L’installation de cette exploitation de 40 000 poules pondeuses fait débat près de Vitré
C’est le projet d’une vie ». Au lieu-dit La Richardais, à Louvigné-de-Bais (Ille-et-Vilaine), Emmanuelle et Régis Poulard, en reconversion, ont choisi d’installer un élevage de 40 000 poules pondeuses plein air. Tout a commencé il y a trois ans. Emmanuelle Poulard, alors technicienne en laboratoire routier, décide avec son mari de revenir au monde agricole. J’ai toujours aimé les animaux. Mes grands-parents avaient un poulailler et mes beaux-parents étaient agriculteurs , explique la future éleveuse. Le couple a repris une exploitation de 102 hectares. Après avoir contacté plusieurs groupements, les deux agriculteurs ont finalement choisi le conventionnel.

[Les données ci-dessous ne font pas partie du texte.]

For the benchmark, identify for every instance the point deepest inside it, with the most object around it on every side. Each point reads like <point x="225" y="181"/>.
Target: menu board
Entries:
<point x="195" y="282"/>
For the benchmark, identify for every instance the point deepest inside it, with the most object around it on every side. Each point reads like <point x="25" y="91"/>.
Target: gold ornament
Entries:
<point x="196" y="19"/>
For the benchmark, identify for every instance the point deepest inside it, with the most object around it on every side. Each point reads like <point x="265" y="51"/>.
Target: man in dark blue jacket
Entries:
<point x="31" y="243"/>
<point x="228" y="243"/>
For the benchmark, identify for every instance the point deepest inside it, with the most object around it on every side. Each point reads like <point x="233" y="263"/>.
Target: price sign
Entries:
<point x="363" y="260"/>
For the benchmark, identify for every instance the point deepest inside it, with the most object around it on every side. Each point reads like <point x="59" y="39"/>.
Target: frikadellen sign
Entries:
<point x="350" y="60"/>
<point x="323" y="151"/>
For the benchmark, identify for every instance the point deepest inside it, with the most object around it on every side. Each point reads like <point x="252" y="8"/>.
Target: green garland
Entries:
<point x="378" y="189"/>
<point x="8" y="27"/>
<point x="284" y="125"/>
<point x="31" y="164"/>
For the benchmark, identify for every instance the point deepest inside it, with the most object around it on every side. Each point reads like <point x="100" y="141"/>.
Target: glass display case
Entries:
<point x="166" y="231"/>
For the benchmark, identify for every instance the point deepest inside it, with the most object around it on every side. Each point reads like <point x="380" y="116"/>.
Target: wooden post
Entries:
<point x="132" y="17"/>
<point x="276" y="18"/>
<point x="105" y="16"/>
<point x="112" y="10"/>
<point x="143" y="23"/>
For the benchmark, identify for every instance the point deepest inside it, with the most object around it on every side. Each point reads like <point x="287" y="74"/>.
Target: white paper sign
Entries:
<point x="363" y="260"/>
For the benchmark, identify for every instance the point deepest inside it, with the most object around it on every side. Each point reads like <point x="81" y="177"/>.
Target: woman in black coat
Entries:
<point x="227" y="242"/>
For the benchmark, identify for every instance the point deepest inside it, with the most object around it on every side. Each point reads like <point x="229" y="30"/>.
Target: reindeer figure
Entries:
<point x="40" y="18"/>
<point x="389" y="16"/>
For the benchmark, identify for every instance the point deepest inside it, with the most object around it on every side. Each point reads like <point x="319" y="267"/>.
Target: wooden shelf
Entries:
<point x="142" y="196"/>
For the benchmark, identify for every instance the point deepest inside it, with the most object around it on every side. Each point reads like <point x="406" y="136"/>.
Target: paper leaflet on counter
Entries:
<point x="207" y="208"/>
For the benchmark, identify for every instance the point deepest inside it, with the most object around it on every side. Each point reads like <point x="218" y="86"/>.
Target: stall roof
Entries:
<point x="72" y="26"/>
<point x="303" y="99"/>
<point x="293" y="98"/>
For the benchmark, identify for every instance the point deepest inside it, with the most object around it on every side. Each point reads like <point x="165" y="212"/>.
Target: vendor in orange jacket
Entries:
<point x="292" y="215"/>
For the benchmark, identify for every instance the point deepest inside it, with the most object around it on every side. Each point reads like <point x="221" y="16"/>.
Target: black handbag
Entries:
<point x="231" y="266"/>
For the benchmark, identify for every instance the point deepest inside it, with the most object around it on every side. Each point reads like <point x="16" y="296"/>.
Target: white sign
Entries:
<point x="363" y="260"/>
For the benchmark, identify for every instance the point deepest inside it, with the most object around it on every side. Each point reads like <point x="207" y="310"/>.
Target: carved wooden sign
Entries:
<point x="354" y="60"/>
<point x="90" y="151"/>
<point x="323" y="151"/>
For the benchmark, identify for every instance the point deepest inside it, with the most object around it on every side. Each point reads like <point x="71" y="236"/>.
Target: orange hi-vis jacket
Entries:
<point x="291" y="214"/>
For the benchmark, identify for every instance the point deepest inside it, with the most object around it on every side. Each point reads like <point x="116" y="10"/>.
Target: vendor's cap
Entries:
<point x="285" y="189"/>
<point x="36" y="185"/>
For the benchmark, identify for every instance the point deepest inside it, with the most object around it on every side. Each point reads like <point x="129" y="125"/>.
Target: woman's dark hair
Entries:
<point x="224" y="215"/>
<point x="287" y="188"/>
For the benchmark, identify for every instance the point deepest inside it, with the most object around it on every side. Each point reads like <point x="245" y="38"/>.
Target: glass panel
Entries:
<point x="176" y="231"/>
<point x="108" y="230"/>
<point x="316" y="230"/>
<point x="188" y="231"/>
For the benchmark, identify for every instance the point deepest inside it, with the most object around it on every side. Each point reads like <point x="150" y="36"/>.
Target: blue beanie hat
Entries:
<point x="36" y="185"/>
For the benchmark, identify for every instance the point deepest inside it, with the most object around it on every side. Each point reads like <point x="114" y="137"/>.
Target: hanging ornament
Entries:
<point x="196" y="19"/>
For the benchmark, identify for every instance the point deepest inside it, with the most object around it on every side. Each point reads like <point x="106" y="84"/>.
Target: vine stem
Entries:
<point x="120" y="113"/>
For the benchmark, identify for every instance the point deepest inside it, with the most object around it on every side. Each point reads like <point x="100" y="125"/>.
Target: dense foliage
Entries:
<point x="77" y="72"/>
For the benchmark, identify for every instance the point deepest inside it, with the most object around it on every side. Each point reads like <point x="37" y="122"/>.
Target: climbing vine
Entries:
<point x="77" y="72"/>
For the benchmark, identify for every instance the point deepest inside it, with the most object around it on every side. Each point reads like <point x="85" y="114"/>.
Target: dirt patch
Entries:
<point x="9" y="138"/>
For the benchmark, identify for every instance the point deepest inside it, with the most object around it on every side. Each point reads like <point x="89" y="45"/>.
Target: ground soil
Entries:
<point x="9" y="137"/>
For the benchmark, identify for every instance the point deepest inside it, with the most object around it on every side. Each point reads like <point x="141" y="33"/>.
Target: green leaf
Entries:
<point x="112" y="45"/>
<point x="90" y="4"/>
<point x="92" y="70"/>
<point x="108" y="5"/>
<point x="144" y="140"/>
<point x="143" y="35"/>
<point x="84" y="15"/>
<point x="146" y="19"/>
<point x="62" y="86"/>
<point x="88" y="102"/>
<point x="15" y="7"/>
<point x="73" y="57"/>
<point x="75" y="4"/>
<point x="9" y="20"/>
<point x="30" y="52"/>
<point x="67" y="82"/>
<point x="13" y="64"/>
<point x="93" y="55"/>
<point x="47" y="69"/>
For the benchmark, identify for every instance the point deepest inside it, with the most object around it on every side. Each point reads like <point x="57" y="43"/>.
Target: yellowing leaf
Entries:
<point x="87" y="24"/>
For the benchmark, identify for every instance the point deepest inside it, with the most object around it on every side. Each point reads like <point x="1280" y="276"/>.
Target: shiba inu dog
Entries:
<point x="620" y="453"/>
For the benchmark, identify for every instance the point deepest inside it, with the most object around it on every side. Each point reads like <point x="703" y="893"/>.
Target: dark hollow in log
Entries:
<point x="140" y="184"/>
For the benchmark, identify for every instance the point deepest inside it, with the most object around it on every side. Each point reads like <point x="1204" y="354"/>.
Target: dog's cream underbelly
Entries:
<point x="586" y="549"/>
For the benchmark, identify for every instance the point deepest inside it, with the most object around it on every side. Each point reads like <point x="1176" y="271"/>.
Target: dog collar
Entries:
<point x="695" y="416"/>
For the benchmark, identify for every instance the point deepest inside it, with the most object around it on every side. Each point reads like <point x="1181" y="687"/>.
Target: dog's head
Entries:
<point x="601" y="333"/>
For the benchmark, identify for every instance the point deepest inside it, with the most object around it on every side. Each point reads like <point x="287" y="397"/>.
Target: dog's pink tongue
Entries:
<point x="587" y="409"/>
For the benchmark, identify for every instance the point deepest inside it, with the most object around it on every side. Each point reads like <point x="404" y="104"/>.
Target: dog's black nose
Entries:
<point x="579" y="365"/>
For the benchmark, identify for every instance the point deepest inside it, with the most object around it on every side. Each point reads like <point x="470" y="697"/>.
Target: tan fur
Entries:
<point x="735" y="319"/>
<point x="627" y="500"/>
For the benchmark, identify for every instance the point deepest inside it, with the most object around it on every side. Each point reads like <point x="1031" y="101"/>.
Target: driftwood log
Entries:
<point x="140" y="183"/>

Un projet contesté par les écologistes
Le projet suscite l’opposition des Écologistes du pays de Vitré. Pour Carine Pouessel, conseillère municipale, il s’agit d’un trop gros projet, à rebours du besoin d’une agriculture à taille humaine, en période de changement climatique . L’élue s’inquiète notamment de la qualité de l’eau. Un ruisseau se trouve en contrebas de la parcelle des Poulard et rejoint La Valière, qui est d’ores et déjà en mauvais état écologique , selon la dernière mesure de l’Agence de l’eau Loire-Bretagne. Les fientes, mais aussi les produits utilisés pour nettoyer le bâtiment, pourraient, selon elle, contribuer à dégrader le milieu aquatique. L’association Eau et rivières de Bretagne a, elle aussi, formulé des réserves, dans un avis adressé au préfet, au sujet de la proximité du captage de La Valière. Les écologistes regrettent également l’abandon du projet d’agriculture biologique au profit d’un élevage conventionnel. Ils demandent : l’arrêt du projet en l’état et la conservation de ces terres en agriculture biologique .
« On est en règle sur tous les points »
Face à ces critiques, Emmanuelle Poulard assure que le projet a été construit dans le respect des règles. On a l’impression de passer notre temps à se justifier, alors qu’on est en règle sur tous les points. On en fait même plus que demandé , souffle-t-elle. Les gens veulent du plein air, et surtout du français. Pas toujours du bio , défend l’agricultrice. Les exploitants conservent par ailleurs une activité de culture de céréales biologiques, et prévoient de planter des haies dans le cadre du programme Breizh Bocage. Ils s’engagent également à planter trente arbres par hectare sur l’exploitation, soit plus de 1 800 boutures.
Un accès à l’extérieur
C’est un élevage plein air, sous le code 1. Les poules disposeront donc d’un accès extérieur et d’un parcours de 19 hectares, soit 4 m² par animal. Le bâtiment est ouvert constamment. Les poules sortent quand elles veulent , assure Emmanuelle Poulard. À l’intérieur, la densité sera de neuf volailles par mètre carré, sans cages, dans un système de volière. C’est comme un grand poulailler. C’est ouvert de partout, les poules peuvent se balader, utiliser des rampes, plateformes, nids et abreuvoirs , détaille-t-elle. Concernant les fientes, l’éleveuse explique qu’elles seront séchées sur un tapis, avant d’être stockées dans un bâtiment fermé. La fiente est sèche, ça ne coule pas. Nous sommes suffisamment éloignés du ruisseau, à 200 mètres , affirme-t-elle. Le permis de construire et l’avis préfectoral ayant été obtenus, le chantier se poursuit, pour une fin prévue en mai 2027.